- Walmart, in partnership with autonomous vehicle company Gatik, is launching a driverless delivery pilot to transport customer orders between two of its stores on a two-mile route in Bentonville, Arkansas, according to a company blog post.
- In March, Arkansas passed a law that allows autonomous vehicles to operate in the state. The Gatik vehicles, which will be staffed during the test run, will move between a Walmart grocery pickup location and a Walmart Neighborhood Market, the Arkansas Democrat-Gazette reported.
- The vehicles will operate from 8 a.m. to 8 p.m. seven days a week and will make five to nine trips per day during the pilot, according to the Gazette.

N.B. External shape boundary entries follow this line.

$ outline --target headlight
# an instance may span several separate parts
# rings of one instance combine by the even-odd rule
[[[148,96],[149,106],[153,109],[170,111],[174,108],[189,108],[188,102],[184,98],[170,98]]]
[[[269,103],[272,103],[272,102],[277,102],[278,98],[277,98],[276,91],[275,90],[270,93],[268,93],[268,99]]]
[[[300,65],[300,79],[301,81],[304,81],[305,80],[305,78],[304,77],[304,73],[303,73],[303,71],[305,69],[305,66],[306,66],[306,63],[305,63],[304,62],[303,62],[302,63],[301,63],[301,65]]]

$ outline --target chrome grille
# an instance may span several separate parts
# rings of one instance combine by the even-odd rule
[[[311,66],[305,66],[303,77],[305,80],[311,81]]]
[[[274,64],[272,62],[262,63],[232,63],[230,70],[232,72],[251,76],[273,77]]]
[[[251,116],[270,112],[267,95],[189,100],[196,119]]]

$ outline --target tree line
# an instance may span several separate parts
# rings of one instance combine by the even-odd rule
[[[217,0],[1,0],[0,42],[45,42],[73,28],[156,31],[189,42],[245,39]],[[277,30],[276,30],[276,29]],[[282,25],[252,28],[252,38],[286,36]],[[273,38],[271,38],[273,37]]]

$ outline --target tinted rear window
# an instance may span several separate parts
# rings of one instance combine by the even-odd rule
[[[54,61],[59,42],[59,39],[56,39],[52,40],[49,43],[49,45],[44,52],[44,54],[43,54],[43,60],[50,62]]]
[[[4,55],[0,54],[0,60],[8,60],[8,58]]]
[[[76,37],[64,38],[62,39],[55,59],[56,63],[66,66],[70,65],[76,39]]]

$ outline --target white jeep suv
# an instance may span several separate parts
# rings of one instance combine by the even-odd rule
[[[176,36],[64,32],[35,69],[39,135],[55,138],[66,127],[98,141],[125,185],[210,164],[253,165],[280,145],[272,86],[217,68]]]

Walmart and Gatik first announced their partnership earlier this summer when the startup raised $4.5 million in funding. Gatik's differentiator is that it's attacking delivery's "middle mile" — the short trips to transport goods between businesses using light commercial, autonomous vans and trucks rather than large, long haul trucks or small, local delivery vehicles.
Some experts estimate that the middle-mile in grocery delivery could be a $1 trillion market. And it could prove to be a more promising field for autonomous vehicles because the routes are routine and repeatable, and because it doesn't interface with consumers on the back end. Although driverless delivery vehicles like Nuro promise efficiency, many shoppers are still uneasy with the technology. Three out of four consumers recently surveyed by AAA say they're afraid of autonomous vehicles, and less than half, or 44%, say they're comfortable with driverless vehicles being used to deliver food and packages. Some who have tried grocery delivery say they don't like walking to the curb to collect their groceries.
Autonomous B2B deliveries could be a major operational advantage for Walmart Grocery Pickup, helping shuttle goods from store to store, and from warehouse to stores, in time with consumer demand. The free service will be available at 3,000 stores by the end of this year.
Walmart has continued to make advances in the autonomous vehicle space. It began a pilot project with autonomous vehicle company Udelv in January at its Surprise, Arizona store where the startup tested a custom-made cargo van designed to deliver fresh groceries. It also launched a trial with Waymo in Arizona, and teamed up with Ford in a Miami-Dade County pilot to explore autonomous vehicle technologies.
Despite consumer hesitations, retailers seem to be hitting the gas pedal pretty hard on autonomous technology pilots. Kroger’s autonomous delivery pilot proceeded to a new phase in March using Nuro’s self-driving Toyota Priuses, which are currently manned, to deliver groceries from two stores across four zip codes. Meanwhile, H-E-B announced a driverless delivery pilot with Udelv earlier this year.